Pluto is so far away that little is known of its physical nature. Until the late 1970s, studies of sunlight reflected from its surface suggested a rotation period of nearly a week, but measurements of its mass and radius were very uncertain. All this changed in July 1978, when astronomers at the U.S. Naval Observatory discovered that Pluto has a satellite. It is now named Charon, after the mythical boatman who ferried the dead across the river Styx into Hades, Pluto's domain. The discovery photograph of Charon is shown in Figure 13.22(a). Charon is the small bump near the top of the image. Knowing the moon's orbital period of 6.4 days, astronomers could determine the mass of Pluto to much greater accuracy than had previously been possible. It is 0.0021 Earth masses (1.3 10²² kg), far smaller than any earlier estimate—more like the mass of a moon than of a planet. In 1990 the Hubble Space Telescope imaged the Pluto—Charon system (Figure 13.22b). The improved resolution of that instrument clearly resolved the two bodies and allowed even more accurate measurements of their properties.

Figure 13.22 (a) The discovery photograph of Pluto's moon, Charon. The moon is the small bump on the top right portion of the image. (b) The Pluto—Charon system, to the same scale, as seen by the Hubble Space Telescope. The angular separation of the planet and its moon is about 0.9".

The discovery of Charon also allowed astronomers to measure Pluto's radius very precisely. Pluto's angular size is much less than 1", so its true diameter is blurred by the effects of Earth's turbulent atmosphere. (Sec. 5.3) However, Charon's orbit has given astronomers new insight into the system. By pure chance, Charon's orbit over the 6-year period from 1985 to 1991 (less than 10 years after the moon was discovered) happened to be oriented in such a way that viewers on Earth saw a series of eclipses. Pluto and Charon repeatedly passed in front of each other, as seen from our vantage point. Figure 13.23 sketches this orbital configuration. With more good fortune, these eclipses took place while Pluto was closest to the Sun, making for the best possible Earth-based observations.

Figure 13.23 The orbital orientation of Charon produced a series of eclipses between 1985 and 1991. Observations of eclipses of Charon by Pluto and of Pluto by Charon have provided detailed information about the sizes and orbits of both bodies.
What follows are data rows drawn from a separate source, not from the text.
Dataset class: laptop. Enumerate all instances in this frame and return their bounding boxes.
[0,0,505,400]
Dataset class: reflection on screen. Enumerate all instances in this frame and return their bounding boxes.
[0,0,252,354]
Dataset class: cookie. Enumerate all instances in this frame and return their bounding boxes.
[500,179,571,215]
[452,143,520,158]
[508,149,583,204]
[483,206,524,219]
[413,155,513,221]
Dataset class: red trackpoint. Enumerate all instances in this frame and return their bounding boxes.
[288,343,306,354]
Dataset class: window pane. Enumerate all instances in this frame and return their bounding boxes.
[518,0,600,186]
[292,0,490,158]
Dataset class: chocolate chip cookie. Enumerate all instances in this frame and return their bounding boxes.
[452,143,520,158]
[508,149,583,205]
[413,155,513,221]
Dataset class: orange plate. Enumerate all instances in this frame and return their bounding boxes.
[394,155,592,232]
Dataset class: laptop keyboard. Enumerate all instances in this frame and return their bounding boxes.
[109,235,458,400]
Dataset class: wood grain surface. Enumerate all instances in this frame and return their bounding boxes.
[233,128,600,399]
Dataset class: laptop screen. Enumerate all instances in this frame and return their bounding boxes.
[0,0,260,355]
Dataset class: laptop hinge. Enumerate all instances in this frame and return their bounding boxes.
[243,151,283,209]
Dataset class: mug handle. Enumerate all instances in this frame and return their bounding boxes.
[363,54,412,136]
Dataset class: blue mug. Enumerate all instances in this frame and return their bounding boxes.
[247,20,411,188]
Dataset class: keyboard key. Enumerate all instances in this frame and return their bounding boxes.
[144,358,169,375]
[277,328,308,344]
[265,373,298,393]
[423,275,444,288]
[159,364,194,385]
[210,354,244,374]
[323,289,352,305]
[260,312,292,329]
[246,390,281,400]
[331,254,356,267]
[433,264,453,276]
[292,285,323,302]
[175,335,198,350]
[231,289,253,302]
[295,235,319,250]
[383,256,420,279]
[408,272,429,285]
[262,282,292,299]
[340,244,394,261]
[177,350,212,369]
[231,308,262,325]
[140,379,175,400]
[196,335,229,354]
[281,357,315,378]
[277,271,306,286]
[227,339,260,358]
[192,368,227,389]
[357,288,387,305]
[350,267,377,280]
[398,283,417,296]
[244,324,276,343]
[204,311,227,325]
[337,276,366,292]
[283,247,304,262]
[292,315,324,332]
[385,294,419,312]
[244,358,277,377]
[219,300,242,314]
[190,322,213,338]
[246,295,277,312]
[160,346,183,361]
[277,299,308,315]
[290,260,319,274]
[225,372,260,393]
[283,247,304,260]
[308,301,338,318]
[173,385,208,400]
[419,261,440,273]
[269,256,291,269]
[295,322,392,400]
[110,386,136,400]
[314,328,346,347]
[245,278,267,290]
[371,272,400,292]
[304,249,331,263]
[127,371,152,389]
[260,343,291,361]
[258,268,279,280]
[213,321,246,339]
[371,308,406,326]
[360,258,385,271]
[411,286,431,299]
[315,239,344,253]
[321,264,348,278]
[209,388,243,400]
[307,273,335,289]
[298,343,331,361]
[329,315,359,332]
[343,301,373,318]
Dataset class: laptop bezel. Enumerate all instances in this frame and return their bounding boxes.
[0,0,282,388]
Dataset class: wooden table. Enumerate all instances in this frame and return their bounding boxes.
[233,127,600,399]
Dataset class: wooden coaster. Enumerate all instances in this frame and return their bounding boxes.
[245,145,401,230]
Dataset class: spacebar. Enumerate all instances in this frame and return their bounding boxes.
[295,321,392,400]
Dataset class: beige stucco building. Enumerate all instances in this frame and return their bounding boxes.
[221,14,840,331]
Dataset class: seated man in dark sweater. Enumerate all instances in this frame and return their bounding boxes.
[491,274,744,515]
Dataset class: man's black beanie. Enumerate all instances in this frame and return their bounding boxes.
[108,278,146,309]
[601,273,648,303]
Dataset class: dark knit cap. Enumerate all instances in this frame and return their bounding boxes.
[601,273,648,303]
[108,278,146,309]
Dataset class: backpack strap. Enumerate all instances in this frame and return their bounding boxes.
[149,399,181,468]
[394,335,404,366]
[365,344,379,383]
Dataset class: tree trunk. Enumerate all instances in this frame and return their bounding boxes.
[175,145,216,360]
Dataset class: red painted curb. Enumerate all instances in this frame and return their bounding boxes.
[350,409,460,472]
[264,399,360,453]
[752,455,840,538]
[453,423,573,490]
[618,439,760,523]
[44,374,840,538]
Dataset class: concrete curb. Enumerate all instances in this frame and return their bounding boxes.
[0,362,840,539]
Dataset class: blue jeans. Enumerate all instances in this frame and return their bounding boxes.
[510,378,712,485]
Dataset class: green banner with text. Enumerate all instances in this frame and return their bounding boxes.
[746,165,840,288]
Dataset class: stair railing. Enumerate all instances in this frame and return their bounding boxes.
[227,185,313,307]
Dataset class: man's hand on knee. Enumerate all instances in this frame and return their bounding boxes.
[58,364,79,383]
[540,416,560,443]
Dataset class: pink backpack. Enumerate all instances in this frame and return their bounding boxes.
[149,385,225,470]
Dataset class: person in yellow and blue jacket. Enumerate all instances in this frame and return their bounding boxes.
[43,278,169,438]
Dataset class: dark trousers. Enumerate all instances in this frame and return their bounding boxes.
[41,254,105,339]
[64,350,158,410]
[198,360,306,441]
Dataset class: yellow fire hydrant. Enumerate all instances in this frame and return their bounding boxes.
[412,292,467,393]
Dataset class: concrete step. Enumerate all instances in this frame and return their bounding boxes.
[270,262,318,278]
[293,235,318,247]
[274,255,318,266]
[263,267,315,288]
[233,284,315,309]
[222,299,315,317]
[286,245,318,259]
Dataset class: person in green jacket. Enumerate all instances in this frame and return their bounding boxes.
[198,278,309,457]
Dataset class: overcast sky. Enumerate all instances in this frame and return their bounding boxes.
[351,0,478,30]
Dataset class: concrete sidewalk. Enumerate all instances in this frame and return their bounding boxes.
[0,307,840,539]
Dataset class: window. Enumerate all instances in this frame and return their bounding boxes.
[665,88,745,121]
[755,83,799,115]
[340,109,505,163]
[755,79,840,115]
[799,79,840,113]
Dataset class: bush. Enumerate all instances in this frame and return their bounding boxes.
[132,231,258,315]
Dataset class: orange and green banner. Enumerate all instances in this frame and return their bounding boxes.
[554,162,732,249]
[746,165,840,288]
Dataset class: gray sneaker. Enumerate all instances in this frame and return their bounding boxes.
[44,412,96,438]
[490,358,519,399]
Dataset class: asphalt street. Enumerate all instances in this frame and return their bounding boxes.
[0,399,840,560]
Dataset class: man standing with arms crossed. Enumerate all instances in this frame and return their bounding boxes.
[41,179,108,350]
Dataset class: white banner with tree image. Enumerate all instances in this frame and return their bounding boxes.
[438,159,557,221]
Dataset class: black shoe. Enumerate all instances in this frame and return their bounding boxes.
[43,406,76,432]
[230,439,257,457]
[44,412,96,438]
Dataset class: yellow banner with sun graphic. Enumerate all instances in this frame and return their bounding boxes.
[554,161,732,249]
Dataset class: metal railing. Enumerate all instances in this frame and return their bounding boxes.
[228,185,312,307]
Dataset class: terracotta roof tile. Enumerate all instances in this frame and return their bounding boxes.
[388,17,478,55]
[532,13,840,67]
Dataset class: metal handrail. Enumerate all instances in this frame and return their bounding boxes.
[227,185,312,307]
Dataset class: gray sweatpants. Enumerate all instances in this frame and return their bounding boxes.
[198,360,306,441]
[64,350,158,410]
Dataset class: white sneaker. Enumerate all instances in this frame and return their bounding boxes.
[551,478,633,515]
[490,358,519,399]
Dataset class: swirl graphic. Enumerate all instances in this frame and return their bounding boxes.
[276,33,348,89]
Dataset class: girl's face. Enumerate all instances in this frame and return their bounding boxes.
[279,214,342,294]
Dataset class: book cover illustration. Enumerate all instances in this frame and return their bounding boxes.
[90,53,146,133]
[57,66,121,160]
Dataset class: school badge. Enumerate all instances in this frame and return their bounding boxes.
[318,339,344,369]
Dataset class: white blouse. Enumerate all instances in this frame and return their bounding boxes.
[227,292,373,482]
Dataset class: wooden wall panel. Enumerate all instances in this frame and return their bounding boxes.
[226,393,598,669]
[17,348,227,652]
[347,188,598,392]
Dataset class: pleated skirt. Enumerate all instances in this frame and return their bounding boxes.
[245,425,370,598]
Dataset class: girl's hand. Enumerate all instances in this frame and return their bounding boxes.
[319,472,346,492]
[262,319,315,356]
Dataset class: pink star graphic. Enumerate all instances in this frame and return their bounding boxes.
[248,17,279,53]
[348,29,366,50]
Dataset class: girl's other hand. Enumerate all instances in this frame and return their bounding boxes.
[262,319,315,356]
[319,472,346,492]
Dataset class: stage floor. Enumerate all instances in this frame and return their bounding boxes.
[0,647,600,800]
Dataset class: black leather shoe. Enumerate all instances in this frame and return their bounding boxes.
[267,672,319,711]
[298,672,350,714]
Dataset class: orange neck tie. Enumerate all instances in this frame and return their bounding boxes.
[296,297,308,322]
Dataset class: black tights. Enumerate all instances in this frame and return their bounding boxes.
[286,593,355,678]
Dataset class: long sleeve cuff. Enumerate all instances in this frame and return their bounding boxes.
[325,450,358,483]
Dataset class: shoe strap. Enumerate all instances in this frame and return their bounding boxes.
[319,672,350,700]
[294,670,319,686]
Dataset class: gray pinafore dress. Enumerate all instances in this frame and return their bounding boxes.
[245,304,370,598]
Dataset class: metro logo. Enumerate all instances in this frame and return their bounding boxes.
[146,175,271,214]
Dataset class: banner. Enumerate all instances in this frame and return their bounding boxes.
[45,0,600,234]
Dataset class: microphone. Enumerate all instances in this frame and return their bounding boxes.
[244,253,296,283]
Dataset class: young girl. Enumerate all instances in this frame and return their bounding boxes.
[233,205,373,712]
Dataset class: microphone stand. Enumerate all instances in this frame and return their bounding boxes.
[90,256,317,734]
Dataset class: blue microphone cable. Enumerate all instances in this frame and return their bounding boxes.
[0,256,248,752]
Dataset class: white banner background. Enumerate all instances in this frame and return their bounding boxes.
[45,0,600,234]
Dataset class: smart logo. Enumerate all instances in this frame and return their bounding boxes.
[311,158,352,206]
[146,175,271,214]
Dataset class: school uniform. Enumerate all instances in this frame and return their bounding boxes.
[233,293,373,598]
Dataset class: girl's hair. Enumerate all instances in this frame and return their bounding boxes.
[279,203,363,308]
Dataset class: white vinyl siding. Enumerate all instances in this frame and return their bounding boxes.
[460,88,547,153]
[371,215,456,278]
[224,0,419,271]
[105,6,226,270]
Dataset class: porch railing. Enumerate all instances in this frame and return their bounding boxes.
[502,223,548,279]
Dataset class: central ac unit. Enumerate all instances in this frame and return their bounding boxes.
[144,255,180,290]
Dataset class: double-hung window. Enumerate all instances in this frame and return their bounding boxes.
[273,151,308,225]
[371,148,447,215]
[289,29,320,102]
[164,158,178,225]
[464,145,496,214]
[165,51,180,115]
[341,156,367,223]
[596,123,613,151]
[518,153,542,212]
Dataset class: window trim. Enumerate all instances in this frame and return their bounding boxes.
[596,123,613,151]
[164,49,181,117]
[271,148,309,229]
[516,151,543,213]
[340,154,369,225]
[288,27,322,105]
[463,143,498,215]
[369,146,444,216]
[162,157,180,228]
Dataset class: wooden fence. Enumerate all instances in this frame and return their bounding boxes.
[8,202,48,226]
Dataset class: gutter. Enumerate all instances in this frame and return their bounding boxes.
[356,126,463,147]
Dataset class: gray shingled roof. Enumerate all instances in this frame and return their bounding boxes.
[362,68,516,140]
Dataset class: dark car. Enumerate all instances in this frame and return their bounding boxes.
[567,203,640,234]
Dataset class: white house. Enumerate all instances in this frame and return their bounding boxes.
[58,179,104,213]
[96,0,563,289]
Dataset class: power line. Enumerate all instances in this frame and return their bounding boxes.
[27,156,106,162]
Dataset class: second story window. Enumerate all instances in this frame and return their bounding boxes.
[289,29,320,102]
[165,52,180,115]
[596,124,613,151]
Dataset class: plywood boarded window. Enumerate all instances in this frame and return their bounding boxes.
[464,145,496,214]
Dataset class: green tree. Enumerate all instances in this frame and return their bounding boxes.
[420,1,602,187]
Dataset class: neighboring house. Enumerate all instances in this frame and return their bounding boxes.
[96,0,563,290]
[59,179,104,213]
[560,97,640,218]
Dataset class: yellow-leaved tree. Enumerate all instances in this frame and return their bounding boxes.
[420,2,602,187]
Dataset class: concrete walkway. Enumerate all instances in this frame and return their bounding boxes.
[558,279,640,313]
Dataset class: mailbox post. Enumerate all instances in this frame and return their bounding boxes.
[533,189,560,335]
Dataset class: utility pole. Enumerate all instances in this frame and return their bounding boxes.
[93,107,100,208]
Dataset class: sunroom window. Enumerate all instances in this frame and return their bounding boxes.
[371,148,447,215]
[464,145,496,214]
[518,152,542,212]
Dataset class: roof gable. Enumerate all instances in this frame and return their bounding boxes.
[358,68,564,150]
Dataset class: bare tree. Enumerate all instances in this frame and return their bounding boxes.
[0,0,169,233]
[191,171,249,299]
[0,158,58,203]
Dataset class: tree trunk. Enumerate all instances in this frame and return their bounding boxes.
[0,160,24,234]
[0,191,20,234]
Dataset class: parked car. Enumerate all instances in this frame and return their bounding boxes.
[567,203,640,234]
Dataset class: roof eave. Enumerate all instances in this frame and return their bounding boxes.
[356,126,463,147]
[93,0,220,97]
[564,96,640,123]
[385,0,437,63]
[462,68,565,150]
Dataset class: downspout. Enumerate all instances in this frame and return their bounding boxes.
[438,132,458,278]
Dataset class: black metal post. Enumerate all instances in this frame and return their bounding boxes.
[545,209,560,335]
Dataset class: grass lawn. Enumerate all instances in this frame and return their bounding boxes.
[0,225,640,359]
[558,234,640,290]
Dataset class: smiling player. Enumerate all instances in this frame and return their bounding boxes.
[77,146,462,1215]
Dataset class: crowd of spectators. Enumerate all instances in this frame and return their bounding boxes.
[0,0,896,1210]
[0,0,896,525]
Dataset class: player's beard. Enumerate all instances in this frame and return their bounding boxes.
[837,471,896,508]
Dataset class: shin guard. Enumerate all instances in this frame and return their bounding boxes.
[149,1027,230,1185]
Basing their calculations on the variations in reflected light as Pluto and Charon periodically hid each other, astronomers computed their masses and radii and determined their orbit plane. Additional studies of Pluto's surface brightness indicate that the two are tidally locked as they orbit each other. Pluto's diameter is 2270 km, about one-fifth the size of Earth. Charon is about 1300 km across and orbits at a distance of 19,700 km from Pluto. If planet and moon have the same composition (probably a reasonable assumption), Charon's mass must be about one-sixth that of Pluto, giving the Pluto—Charon system by far the largest satellite-to-planet mass ratio in the solar system.

As shown in Figure 13.24, Charon's orbit is inclined at an angle of 118° to the plane of Pluto's orbit around the Sun. Since the spins of both planet and moon are perpendicular to the plane of Charon's orbit around Pluto, the geographic "north" poles of both bodies lie below the plane of Pluto's orbit. Thus, Pluto is the third planet in the solar system (along with Venus and Uranus) found to have retrograde rotation.

Figure 13.24 Charon's path around Pluto is circular, synchronous, and inclined at 118° to the orbit plane of the Pluto—Charon system about the Sun, which is itself inclined at 17° to the plane of the ecliptic.

The known mass and radius of Pluto allow us to determine its average density, which is 2100 kg/m³—too low for a terrestrial planet, but far too high for a mixture of hydrogen and helium of that mass. Instead, the mass, radius, and density of Pluto are just what we would expect for one of the icy moons of a jovian planet. In fact, Pluto is quite similar in both mass and radius to Neptune's large moon, Triton. The planet is almost certainly made up mostly of water ice.

Spectroscopy reveals the presence of frozen methane as a major surface constituent. Pluto is the only planet in the solar system on which methane exists in the solid state, implying that the surface temperature on Pluto is no more than 50 K. Pluto may also have a thin methane atmosphere, associated with the methane ice on its surface. Recent computer-generated maps have begun to hint at surface features on Pluto (see Interlude 13-1). Similar studies indicate that Charon may have bright polar caps, but their composition and nature are as yet unknown.